Un debate caro al interior al
peronismo que continúa hasta hoy es aquel que presenta una tensión entre los
dos máximos referentes del movimiento. Así, algunos entienden que habría un
supuesto peronismo radicalizado o jacobino encarnado por Evita y un peronismo
pragmático, negociador, con rasgos autoritarios y de derecha que estaría
encarnado en el propio Perón. Sin embargo, tal distinción no es más que una
simplificación que intenta sistematizar y encasillar dos figuras en
compartimentos estancos cuando lo cierto es que funcionaban como una pareja
política. Por ello es que creo más interesante indagar en algo que podría
presentarse como una cierta paradoja alrededor de la figura de Evita. Me
refiero a que fue gracias a su impulso que las mujeres pudieron irrumpir en la
arena pública específicamente a través del acceso al voto. Tal conquista quebró
toda una tradición occidental en la que la mujer aparecía como un individuo de
segunda que debía estar bajo tutela masculina. Se rompía, entonces, con esa
construcción cultural que dividía las tareas con precisión y ubicaba al varón
en el ámbito de lo público, confinando a la mujer al espacio de lo privado.

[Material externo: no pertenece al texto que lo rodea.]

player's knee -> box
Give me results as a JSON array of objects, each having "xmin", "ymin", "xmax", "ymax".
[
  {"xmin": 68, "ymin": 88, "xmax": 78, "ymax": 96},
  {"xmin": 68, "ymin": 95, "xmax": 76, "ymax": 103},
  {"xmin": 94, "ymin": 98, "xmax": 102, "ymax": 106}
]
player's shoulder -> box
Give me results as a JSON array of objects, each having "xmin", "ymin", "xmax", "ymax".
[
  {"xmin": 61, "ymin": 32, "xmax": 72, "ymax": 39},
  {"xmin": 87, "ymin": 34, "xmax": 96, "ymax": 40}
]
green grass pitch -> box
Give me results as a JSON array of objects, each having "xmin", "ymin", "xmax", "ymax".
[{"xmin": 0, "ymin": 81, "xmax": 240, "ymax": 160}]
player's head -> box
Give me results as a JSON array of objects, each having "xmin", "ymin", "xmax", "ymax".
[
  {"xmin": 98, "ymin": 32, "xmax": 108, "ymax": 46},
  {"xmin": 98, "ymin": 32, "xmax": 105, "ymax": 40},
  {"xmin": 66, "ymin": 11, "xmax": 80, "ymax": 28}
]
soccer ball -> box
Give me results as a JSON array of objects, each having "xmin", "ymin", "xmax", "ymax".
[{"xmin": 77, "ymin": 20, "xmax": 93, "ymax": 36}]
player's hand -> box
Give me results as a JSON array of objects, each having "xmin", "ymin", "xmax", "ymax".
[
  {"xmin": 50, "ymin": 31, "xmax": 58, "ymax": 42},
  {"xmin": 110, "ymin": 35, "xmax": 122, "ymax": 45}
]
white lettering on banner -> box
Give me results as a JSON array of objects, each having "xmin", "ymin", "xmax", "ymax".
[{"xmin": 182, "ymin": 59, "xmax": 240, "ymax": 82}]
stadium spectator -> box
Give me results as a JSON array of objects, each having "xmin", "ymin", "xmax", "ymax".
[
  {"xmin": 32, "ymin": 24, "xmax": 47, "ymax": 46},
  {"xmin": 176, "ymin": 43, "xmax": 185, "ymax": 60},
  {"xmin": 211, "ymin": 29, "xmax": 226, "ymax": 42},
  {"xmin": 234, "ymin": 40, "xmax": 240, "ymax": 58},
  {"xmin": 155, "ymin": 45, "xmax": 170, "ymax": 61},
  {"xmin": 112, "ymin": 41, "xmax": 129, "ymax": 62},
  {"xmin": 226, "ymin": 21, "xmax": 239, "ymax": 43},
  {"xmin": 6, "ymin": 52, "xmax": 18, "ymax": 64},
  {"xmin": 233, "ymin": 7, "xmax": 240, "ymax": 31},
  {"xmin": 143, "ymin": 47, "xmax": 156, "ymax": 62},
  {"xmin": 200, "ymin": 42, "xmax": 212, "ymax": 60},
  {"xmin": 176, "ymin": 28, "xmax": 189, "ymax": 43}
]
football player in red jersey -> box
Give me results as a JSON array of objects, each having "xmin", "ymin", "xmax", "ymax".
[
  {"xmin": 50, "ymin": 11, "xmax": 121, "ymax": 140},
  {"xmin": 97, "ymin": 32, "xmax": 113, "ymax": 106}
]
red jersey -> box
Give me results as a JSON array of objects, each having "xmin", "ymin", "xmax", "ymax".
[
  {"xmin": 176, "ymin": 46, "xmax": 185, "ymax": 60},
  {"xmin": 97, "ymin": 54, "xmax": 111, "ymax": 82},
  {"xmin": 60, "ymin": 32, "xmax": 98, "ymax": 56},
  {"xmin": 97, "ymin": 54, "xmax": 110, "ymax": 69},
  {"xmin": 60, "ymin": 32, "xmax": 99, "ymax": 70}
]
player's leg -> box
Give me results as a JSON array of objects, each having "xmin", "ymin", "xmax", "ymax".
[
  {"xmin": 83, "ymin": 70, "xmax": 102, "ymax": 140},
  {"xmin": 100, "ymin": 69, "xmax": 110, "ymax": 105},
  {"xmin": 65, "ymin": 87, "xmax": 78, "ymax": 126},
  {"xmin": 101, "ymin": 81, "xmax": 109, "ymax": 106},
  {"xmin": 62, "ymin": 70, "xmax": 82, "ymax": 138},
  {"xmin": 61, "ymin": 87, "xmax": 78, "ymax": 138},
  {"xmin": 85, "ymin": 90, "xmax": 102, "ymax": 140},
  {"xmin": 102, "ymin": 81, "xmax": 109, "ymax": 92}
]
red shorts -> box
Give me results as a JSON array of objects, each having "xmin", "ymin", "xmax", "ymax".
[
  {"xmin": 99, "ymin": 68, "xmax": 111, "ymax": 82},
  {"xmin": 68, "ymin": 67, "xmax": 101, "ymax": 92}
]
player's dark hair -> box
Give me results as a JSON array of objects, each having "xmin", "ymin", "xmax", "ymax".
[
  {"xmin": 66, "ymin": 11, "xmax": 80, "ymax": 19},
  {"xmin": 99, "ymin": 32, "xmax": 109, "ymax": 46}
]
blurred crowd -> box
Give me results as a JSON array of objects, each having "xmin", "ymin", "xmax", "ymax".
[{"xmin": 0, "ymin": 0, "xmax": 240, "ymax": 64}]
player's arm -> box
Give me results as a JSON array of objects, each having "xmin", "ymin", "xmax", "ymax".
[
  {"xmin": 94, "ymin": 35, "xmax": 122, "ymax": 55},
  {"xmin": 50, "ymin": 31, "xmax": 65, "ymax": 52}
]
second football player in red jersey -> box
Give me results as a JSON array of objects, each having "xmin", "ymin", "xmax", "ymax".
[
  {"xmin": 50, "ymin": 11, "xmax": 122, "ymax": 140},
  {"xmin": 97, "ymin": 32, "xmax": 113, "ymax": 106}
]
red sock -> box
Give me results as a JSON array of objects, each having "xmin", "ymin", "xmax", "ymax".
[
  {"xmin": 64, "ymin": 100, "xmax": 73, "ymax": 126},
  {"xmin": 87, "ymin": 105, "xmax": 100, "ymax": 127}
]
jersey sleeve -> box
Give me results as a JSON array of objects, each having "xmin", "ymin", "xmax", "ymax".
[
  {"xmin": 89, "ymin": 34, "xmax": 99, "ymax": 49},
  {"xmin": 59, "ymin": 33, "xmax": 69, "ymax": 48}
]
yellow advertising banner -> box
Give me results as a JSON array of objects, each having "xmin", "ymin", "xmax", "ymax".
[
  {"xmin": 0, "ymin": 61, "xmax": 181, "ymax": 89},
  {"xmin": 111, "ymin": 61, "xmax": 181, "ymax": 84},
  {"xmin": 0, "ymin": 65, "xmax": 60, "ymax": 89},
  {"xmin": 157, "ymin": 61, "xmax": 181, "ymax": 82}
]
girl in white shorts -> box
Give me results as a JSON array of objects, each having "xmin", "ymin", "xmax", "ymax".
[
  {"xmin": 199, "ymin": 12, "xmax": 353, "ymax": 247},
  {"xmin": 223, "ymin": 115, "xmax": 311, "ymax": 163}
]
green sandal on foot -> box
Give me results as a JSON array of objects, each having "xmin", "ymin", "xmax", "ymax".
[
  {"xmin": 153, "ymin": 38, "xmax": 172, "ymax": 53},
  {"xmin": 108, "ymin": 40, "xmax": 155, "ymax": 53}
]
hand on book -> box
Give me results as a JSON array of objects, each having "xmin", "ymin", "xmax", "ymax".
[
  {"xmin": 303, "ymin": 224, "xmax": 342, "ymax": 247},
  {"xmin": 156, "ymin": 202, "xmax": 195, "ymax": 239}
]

Esto venía de la mano de toda una construcción de género que suponía que los
rasgos identificatorios de los varones eran el ser activos, proveedores,
fuertes y racionales, mientras que la mujer aparecía como la pasiva,
consumidora, débil e irracional y pasional.

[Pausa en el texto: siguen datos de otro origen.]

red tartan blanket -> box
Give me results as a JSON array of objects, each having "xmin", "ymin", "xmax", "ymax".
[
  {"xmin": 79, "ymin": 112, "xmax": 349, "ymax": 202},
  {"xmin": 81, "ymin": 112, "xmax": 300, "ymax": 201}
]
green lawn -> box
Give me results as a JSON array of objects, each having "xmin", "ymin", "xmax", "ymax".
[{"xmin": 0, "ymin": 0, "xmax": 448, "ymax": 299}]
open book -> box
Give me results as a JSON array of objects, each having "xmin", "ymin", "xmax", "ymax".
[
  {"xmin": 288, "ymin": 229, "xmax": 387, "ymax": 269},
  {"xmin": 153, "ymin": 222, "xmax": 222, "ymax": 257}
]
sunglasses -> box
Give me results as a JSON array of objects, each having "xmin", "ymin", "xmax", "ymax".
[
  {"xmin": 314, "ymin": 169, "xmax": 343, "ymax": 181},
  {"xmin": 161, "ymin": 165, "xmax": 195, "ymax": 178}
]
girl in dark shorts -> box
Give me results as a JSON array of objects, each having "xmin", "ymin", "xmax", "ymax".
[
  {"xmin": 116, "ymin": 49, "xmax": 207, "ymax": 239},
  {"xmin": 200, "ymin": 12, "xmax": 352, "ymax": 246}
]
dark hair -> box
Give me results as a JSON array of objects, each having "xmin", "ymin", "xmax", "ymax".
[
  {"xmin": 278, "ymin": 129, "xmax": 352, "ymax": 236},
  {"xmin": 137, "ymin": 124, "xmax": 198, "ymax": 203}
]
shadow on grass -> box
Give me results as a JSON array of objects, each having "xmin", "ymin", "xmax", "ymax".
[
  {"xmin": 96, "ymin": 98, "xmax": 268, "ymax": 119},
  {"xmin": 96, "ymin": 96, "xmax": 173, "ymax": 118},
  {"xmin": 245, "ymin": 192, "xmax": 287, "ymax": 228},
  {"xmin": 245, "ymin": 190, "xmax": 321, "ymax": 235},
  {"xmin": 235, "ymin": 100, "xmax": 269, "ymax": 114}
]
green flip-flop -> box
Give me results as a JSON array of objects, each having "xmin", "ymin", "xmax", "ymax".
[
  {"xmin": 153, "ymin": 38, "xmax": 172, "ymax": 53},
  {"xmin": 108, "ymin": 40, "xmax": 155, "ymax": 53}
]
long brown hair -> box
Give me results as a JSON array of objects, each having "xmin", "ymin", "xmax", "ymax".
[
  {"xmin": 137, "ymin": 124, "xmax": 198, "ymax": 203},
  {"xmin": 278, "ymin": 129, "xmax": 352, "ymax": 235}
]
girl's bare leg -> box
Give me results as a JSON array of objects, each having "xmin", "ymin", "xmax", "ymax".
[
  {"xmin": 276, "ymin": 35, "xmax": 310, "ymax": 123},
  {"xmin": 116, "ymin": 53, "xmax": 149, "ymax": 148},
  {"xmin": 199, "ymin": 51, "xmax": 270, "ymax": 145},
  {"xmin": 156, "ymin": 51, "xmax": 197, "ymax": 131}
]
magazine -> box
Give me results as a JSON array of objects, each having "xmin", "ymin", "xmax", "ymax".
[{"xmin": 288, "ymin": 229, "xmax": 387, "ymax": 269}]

Como es de imaginar en una sociedad
patriarcal, las supuestas características de los varones se extendían al Estado
y al Derecho y por ello buena parte de los movimientos feministas critican el
carácter preeminente masculino de estas instituciones.
Ahora bien, Evita lleva a la mujer al
ámbito de lo público y ella misma por mérito propio, pasa a ser una figura de
primera línea incluso opacando por momentos a su marido. Pero esto lo hizo sin
renunciar al rasgo pasional que supuestamente sería propio de las mujeres. En
este sentido, Evita eleva a las mujeres y a ella misma a un ámbito marcado por
la hegemonía masculina como es la arena pública y al mismo tiempo le da al
Estado una “cara femenina” asociada con el afecto hacia los pobres y con las
políticas sociales. ¿Esto generó que se pudiera ver que el Estado también puede
adoptar las características aparentemente propias de lo femenino? No, aunque
quizás sea injusto echarle la culpa al propio peronismo más allá de que bien
cabía ver en los años en que Evita estuvo viva una suerte de división de las
tareas públicas similar a la división de las tareas privadas: el varón (Perón)
en la estrategia y en la teoría, y la mujer (Evita) en el vínculo afectivo y
solidario con el pueblo.
Más allá de las inmensas
transformaciones igualitarias que jurídica y culturalmente hemos transitado, no
sólo la Argentina sino también Occidente sigue considerando que el Estado
replica los valores presuntamente propios de la masculinidad. De aquí que se
les exija a las mujeres que acceden a la función pública o bien que alcancen esos
supuestos valores masculinos o bien que su trabajo se circunscriba al aspecto
social, una suerte de cara solidaria y caritativa del Estado que siempre es
vista con recelo por las miradas de la modernidad liberal. Esta faz presuntamente
afeminada del Estado todavía sigue siendo vista como una desviación y en tanto
tal, no es casual que los gobiernos técnicos y “bien masculinos” decidan
comenzar por allí con sus recortes presupuestarios.